It happened on July 3, 1986, less than a month from now. The "See America First" campaign had been a smashing success. Everybody without exception turned his back on Europe and decided to visit the U.S.A. instead. They all chose to leave on the same day.
As Conway drove down to the Beltway with his family of three children, his luggage rack loaded with gear, he noticed that the traffic was unusually heavy -- so much so that he was stuck on the Beltway ramp and could not move forward or backward.
He said to his crying children, "You can't see America first without some hardship. Now either sing along with Bruce Springsteen or shut up."
After an hour Conway rolled down his window and asked the driver in the next car what the holdup was.
The man replied, "I don't know. It says on the radio every highway is gridlocked between here and Nebraska. The whole country started up their cars at the same moment."

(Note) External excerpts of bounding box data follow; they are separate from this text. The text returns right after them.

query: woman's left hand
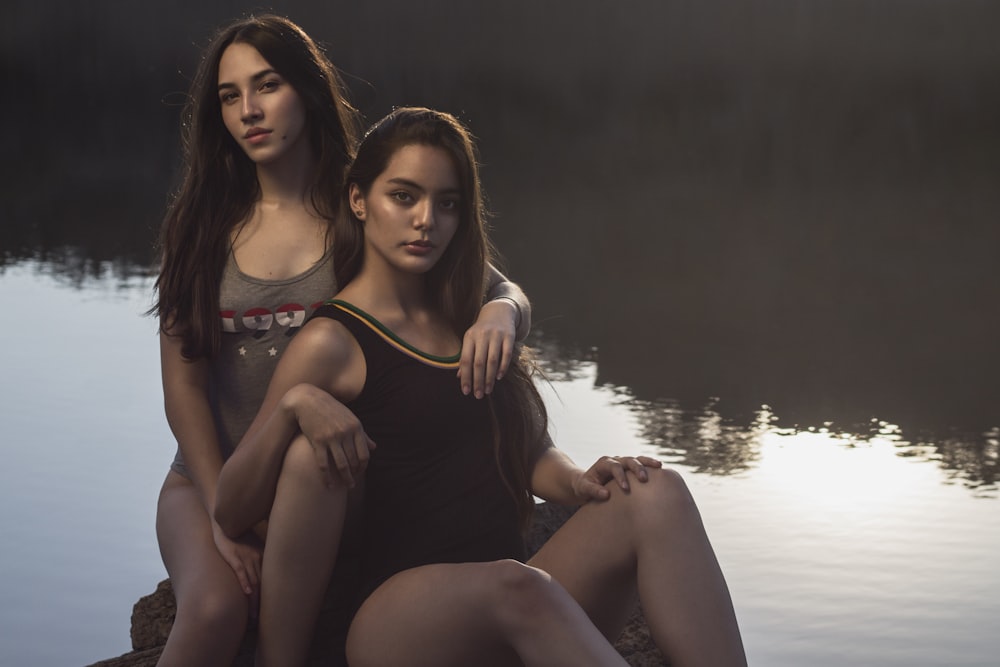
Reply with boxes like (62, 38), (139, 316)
(458, 299), (517, 398)
(573, 456), (663, 502)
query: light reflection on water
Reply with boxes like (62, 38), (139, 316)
(0, 263), (1000, 666)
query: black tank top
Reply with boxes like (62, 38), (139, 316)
(314, 300), (525, 595)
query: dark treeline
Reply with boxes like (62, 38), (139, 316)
(0, 0), (1000, 444)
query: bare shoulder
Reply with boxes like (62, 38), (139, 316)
(286, 317), (361, 363)
(275, 317), (367, 400)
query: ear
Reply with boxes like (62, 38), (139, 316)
(347, 183), (365, 220)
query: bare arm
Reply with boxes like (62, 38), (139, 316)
(483, 264), (531, 340)
(458, 265), (531, 398)
(214, 319), (374, 535)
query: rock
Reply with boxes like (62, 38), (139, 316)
(89, 503), (670, 667)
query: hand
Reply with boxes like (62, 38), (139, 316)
(294, 385), (375, 488)
(573, 456), (663, 502)
(458, 299), (517, 398)
(212, 521), (264, 604)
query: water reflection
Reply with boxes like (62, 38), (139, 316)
(530, 335), (1000, 498)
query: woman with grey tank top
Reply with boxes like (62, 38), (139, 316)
(151, 15), (530, 666)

"Where are they trying to get to?" Conway asked.
"Yellowstone National Park, I think."
"That's where we're going," Conway's wife said.
"We'll fool'em," Conway told her. "Everyone thinks we're heading for Yellowstone Park, but we'll turn off at the next exit and go to Disney World instead."
"I wouldn't go to Disney World," the man in the next car yelled. "The fire department has just closed down Orlando, Fla., for overcrowding."
"The whole city?"
"All the way to Sarasota."
Conway's 13-year-old daughter burst into tears. "You promised to show us America, and we've been sitting here for four hours. We haven't seen anything yet."
"That's where you're wrong," said Conway. "This is America -- cars bumper to bumper as far as the eye can gaze. You don't see this in the Soviet Union."
His wife said, "In the Soviet Union we could have driven from Moscow to Leningrad by now."
"Wait. Once we get out of here we'll head straight for the Statue of Liberty. No one will be there on the Fourth of July."
A motorcycle policeman walked by.
"Officer, I would like to know what the fastest way would be to get to the Statue of Liberty."
"I wouldn't try it if I were you," the cop replied. "Manhattan is ringed with the National Guard."
"To put down the tourist riots. Apparently every family in America had the same reservations for the same rooms, and the only way to get people out of the lobbies was to tear gas them."
"Has it quieted down?" Conway asked.
"It has, now that the mounted police rounded the tourists up with cattle prods and put them in Yankee Stadium."
"How long do you think it will take us to get to the Chevy Chase exit from this ramp?"
"Three, four days at the most."
"But we can't survive for four days waiting to get on the Beltway."
"You should have thought of that before you started heading west. Come to think of it, you're stuck -- you can't move forward and you can't move back -- so you're parking, right?"
"I'm parking against my will."
"I don't care what the reason is. You're still illegally parked. Here's a ticket. If I find you here in a couple of hours you'll get another one."
"This is unfair."
"I would like you to take a Breathalyzer test, too," the cop said.
"Anybody that takes his family on an auto trip on July 3 has got to be drinking."